Bolero Resources Corporation  CEO and President R. Bruce Duncan says the company hopes to close on the $10 million property, which it may mine for molybdenum, 'soon'

The company with aspirations to pour $1 billion into mining operations near Rico said on Monday it was only waiting on information from seller Rico Renaissance before closing on the $10 million property.

“Normally, it is not our policy to comment on pending transactions,” said Bolero Resources Corporation CEO and President R. Bruce Duncan. “However, we felt it prudent for the public to be aware that there has been no failure with any transactions, that we are just waiting for more paperwork from the Rico Renaissance group.”

News reports were published over the weekend citing Bolero’s “failure” to close on the property.

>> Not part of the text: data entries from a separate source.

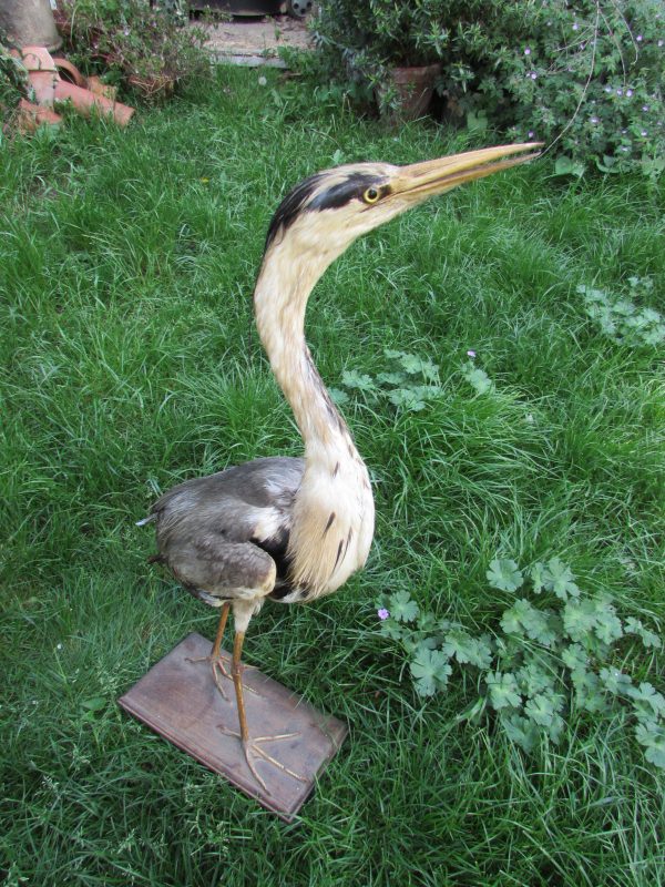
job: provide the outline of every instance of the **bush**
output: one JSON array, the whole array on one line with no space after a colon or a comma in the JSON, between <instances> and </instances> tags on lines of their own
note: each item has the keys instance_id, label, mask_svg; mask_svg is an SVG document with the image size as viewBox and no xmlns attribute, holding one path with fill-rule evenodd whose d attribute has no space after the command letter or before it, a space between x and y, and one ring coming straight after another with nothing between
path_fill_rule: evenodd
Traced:
<instances>
[{"instance_id":1,"label":"bush","mask_svg":"<svg viewBox=\"0 0 665 887\"><path fill-rule=\"evenodd\" d=\"M165 98L209 64L205 31L184 27L178 4L61 0L57 23L65 52L85 73L110 73L149 101Z\"/></svg>"},{"instance_id":2,"label":"bush","mask_svg":"<svg viewBox=\"0 0 665 887\"><path fill-rule=\"evenodd\" d=\"M399 31L390 0L323 0L315 24L325 59L348 75L385 78L419 63L419 47L442 62L447 113L510 139L540 140L567 156L561 171L593 161L605 172L665 160L665 18L658 0L423 0L408 4L417 28ZM399 40L388 40L390 23ZM395 31L393 31L395 32ZM401 42L398 53L392 48Z\"/></svg>"}]
</instances>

Press releases on the Canadian company’s Web site set an expected closing date on or around last Friday, Nov. 16. Duncan did not specify a date he hoped his company would close on the mining claims in the Silver Creek area, just east of Rico.
“Hopefully soon,” he said. “This is not a small transaction. There is a ton of paperwork.”

Donetta Smith, Dolores County deputy clerk and recorder, said she had heard rumors of the deal but that her office had not received any filings.
“We haven’t seen anything yet,” she said yesterday morning.

On Oct. 15 Bolero announced plans to purchase the molybdenum-rich property, setting off concern in the small town of Rico, where mining history runs deep but is not a current way of life.

Molybdenum is an element used in steel alloys and has seen its price per pound soar from a slim $2 in 2002 to $40 in 2005.

Past research shows the total mineral deposit at 198 million tons, representing up to 1.2 billion pounds of molybdenum.

The town held a meeting shortly after Bolero announced its intent to purchase the property and sent executives a letter saying that mining was in direct conflict with the town’s master plan.

Bolero had not publicly announced its hopes for the property until last week, when Duncan said his company could pump as much as $1 billion into the project and could staff it with as many as 1,000 miners, should exploration confirm the mineral riches.
He said the mine would closely resemble the underground mine in Henderson, near Empire, Colo.

That announcement, he said, garnered feedback from townspeople.

“I think we still have a job to do,” Duncan said. “We need to go down there and sit down, look everyone in the eyes and … have them understand the process.”

Yesterday, Duncan said the company even hoped to build a ski mountain and that he had hoped to purchase a “recreational” home in Rico.

Bolero owns two other molybdenum mines in the United States, both in Montana.